A news story in the Los Angeles Times from last April notes that guests at the 2000 Internet World Trade show enjoyed “the most lavish celebrations venture capital money can buy.”
Fast forward a year: The Wall Street Journal quotes a study predicting that 80 percent of the remaining dot-com companies in the San Francisco Bay area will collapse in the next year.
How can we make sense of such wide, wild swings? How can we chart a sensible course for our businesses?
Step One is separating the headlines from the hard truths. Despite the meltdown in the stock market, the market that matters is the market you do business in — what part of the world and what part of the economy.
Event pros I spoke with for this column report widely divergent results for the first quarter. Despite the talk, “we've seen no falloff,” one wedding planner in Chicago says. A major New York party rental firm says sales are “hitting expectations.” A party rental firm in Florida credits healthy local tourism for first-quarter numbers “48 percent higher than 2000.”

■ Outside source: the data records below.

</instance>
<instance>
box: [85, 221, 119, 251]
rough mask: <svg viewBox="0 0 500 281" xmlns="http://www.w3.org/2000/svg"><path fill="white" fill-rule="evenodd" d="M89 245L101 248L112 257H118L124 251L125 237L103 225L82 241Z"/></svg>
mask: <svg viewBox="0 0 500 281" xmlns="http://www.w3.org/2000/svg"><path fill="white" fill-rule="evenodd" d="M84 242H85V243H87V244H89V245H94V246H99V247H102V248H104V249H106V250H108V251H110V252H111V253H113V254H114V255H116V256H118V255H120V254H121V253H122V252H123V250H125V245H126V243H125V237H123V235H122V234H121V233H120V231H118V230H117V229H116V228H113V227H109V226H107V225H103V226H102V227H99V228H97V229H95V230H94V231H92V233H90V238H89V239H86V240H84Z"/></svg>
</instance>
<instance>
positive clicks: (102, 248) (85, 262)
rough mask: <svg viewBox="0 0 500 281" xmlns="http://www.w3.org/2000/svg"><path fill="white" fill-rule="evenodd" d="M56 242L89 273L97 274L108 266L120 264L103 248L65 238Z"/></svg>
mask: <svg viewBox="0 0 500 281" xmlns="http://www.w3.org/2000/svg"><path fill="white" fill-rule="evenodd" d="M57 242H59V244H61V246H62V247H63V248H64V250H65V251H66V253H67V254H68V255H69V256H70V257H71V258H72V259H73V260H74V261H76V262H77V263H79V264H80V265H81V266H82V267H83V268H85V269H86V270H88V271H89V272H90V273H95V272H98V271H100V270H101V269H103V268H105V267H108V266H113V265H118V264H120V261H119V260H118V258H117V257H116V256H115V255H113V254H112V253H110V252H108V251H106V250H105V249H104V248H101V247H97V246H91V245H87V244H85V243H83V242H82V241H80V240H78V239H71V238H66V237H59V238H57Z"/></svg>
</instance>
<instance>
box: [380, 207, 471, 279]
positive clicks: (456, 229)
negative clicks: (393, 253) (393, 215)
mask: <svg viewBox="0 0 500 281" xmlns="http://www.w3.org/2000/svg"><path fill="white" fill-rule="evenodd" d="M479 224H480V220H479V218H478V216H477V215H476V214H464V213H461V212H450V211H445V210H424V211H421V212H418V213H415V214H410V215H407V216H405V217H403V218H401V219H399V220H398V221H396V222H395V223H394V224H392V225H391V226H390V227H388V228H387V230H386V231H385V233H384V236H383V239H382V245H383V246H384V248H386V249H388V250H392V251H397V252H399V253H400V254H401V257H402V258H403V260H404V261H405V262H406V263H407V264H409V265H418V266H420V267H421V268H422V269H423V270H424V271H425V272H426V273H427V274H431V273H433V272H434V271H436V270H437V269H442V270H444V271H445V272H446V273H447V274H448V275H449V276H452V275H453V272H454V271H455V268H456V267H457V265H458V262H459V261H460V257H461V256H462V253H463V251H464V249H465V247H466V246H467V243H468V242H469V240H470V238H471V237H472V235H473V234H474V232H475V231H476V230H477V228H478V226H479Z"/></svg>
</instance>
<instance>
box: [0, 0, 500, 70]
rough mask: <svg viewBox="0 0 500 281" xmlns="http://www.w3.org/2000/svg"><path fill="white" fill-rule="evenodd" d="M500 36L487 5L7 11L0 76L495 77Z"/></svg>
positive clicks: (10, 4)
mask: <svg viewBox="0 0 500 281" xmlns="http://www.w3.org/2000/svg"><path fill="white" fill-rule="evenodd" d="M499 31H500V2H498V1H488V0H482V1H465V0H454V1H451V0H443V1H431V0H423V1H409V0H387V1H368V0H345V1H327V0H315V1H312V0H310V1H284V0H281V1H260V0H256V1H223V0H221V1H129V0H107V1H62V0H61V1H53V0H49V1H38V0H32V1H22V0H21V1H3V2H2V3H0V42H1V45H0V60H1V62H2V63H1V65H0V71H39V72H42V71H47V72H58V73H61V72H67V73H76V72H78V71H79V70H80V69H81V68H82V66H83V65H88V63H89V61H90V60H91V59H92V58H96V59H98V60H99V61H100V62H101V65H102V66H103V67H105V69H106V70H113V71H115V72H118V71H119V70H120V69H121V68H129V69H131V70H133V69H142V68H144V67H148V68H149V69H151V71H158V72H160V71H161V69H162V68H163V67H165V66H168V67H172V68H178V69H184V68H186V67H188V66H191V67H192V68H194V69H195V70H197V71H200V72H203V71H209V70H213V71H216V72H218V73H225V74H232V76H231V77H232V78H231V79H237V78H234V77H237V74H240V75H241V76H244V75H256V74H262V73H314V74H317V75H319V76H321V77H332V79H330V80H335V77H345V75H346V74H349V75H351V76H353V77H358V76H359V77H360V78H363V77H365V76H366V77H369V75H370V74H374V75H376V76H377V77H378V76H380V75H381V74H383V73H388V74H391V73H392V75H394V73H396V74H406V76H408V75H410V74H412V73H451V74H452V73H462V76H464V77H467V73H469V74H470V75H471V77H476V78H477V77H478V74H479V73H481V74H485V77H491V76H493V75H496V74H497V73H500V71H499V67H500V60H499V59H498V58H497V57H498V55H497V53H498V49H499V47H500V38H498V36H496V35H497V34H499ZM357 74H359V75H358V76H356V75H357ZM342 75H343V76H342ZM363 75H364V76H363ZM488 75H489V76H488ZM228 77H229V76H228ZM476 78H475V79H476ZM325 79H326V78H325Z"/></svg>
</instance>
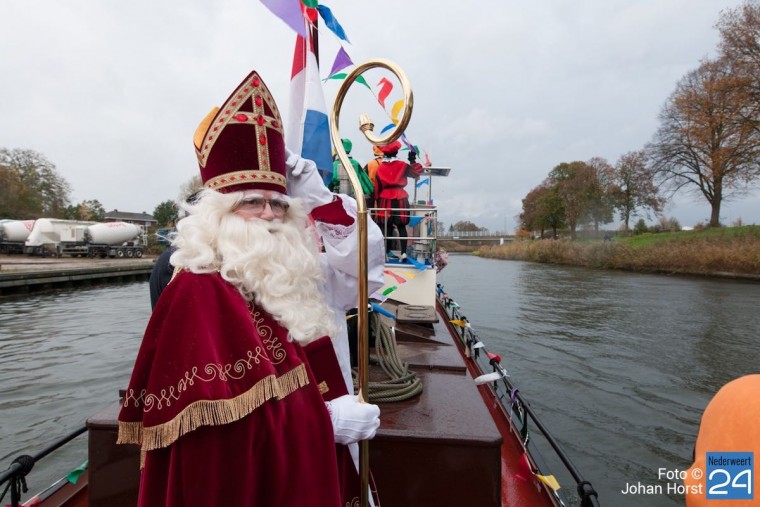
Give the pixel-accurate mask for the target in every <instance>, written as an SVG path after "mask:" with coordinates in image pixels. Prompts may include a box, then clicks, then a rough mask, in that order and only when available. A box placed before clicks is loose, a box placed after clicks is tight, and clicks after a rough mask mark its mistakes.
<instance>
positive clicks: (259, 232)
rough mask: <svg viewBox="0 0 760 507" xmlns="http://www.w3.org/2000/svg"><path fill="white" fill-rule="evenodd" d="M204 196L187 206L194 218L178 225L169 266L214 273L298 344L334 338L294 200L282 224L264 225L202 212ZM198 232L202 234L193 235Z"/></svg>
mask: <svg viewBox="0 0 760 507" xmlns="http://www.w3.org/2000/svg"><path fill="white" fill-rule="evenodd" d="M217 196H222V197H228V196H225V195H223V194H217ZM208 197H212V196H211V195H210V194H207V195H204V196H203V197H202V198H201V199H200V202H199V204H198V205H197V206H195V207H193V208H199V209H198V210H197V211H198V213H197V214H191V215H190V216H188V217H186V218H184V219H183V220H181V221H180V223H179V224H178V227H177V229H178V238H177V240H176V242H175V243H176V244H177V246H178V248H179V249H178V251H177V252H176V253H175V254H174V255H173V256H172V259H171V262H172V264H174V265H175V266H176V265H180V266H184V267H187V268H188V269H190V270H191V271H194V272H201V273H202V272H209V271H212V270H218V271H219V273H220V274H221V276H222V278H224V279H225V280H226V281H228V282H229V283H231V284H233V285H234V286H235V287H237V289H238V290H239V291H240V293H241V294H242V295H243V297H245V298H246V299H247V300H249V301H251V300H253V301H255V303H256V304H259V305H261V306H262V307H263V308H264V310H266V311H267V312H268V313H270V314H271V315H272V316H273V317H274V318H275V319H276V320H277V321H278V322H279V323H280V324H281V325H282V326H283V327H285V328H286V329H287V330H288V332H289V336H290V337H291V338H292V339H293V340H295V341H296V342H298V343H300V344H301V345H305V344H307V343H310V342H312V341H314V340H316V339H318V338H321V337H322V336H325V335H327V336H331V337H334V336H336V334H337V332H338V329H337V326H336V325H335V314H334V312H333V311H332V310H331V309H330V307H329V306H328V305H327V302H326V301H325V298H324V296H323V294H322V288H323V284H324V275H323V273H322V269H321V267H320V264H319V252H318V249H317V244H316V241H315V238H314V236H313V235H312V233H311V231H310V230H309V229H307V228H306V226H305V225H306V213H305V212H304V210H303V206H302V205H301V204H300V202H298V201H291V207H290V209H289V210H288V214H287V215H286V218H285V220H284V221H280V220H275V221H272V222H269V221H266V220H260V219H256V218H253V219H250V220H245V219H243V218H242V217H240V216H238V215H235V214H234V213H230V212H229V211H228V212H226V213H224V212H222V213H218V211H221V210H218V209H217V212H215V213H204V211H203V210H201V209H200V208H204V207H206V205H208V206H209V207H212V206H213V205H214V204H215V203H212V202H209V201H216V199H214V198H212V199H208ZM214 197H216V196H214ZM216 204H221V203H216ZM230 209H231V207H230ZM193 211H195V210H194V209H193ZM204 218H205V219H206V220H208V219H212V220H213V221H215V222H216V224H213V225H212V224H208V223H200V222H201V221H204V222H205V221H206V220H204ZM193 219H196V220H193ZM194 226H198V227H197V228H196V227H194ZM208 226H210V227H211V229H208V228H206V227H208ZM203 229H205V231H203V232H204V234H199V233H200V231H201V230H203ZM209 230H211V231H215V233H208V232H207V231H209ZM209 235H210V236H211V237H208V236H209ZM209 240H210V241H209ZM199 243H200V244H199ZM204 243H205V245H204ZM204 246H205V248H204ZM209 246H210V247H211V248H209ZM212 251H213V254H214V255H213V257H214V258H213V262H211V263H210V262H208V261H209V260H210V259H209V254H211V253H212ZM175 261H176V263H175ZM211 266H213V268H212V269H209V268H210V267H211Z"/></svg>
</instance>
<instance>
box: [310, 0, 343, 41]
mask: <svg viewBox="0 0 760 507" xmlns="http://www.w3.org/2000/svg"><path fill="white" fill-rule="evenodd" d="M305 3H306V2H304V4H305ZM315 3H316V2H315ZM317 10H318V11H319V15H320V16H322V19H323V20H324V21H325V25H327V28H329V29H330V31H331V32H332V33H334V34H335V35H337V36H338V38H339V39H343V40H344V41H346V42H351V41H350V40H348V37H346V32H345V31H344V30H343V27H342V26H340V23H338V20H337V19H335V16H333V14H332V11H331V10H330V8H329V7H327V6H326V5H318V6H317Z"/></svg>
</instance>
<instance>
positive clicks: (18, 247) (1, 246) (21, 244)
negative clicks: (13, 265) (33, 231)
mask: <svg viewBox="0 0 760 507" xmlns="http://www.w3.org/2000/svg"><path fill="white" fill-rule="evenodd" d="M33 226H34V220H0V254H20V253H24V242H25V241H26V238H28V237H29V233H30V232H32V227H33Z"/></svg>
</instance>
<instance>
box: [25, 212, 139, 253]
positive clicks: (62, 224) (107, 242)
mask: <svg viewBox="0 0 760 507" xmlns="http://www.w3.org/2000/svg"><path fill="white" fill-rule="evenodd" d="M142 234H143V231H142V229H141V228H140V226H138V225H135V224H129V223H126V222H105V223H98V222H82V221H77V220H59V219H55V218H40V219H38V220H37V221H36V222H35V223H34V227H33V228H32V231H31V232H30V233H29V237H28V238H27V240H26V242H25V244H24V253H27V254H30V255H43V256H44V255H55V256H57V257H61V256H63V255H71V256H72V257H77V256H81V257H100V258H106V257H142V255H143V251H144V248H145V247H144V246H143V244H142V242H141V241H140V237H141V236H142Z"/></svg>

But that's not true everywhere. Two Los Angeles caterers are bracing themselves for fallout from the writers' strike. In the heart of Silicon Valley, an event pro says her “worst suspicions” about the dot-economy are coming true.
And that brings us to Step Two: Adapt to the new reality. If the market sector you serve is skittish, look at new markets. If a splashy celebration hits the wrong note, then develop low-key morale-booster events.
Event planner Howard Givner has eight great tips for vaccinating your business against the recession blues.
I was struck by the interview I had with Sean Driscoll of top-flight caterer Glorious Food in New York. His firm has been at the top of its game for 30 years, enough time to roll through the ups and downs of many business cycles.
The secret of his success? Pay attention to what the client wants and deliver, deliver, deliver.
His is a very straightforward approach to business. And it's the hallmark of the successful event professional who is in it for the long haul.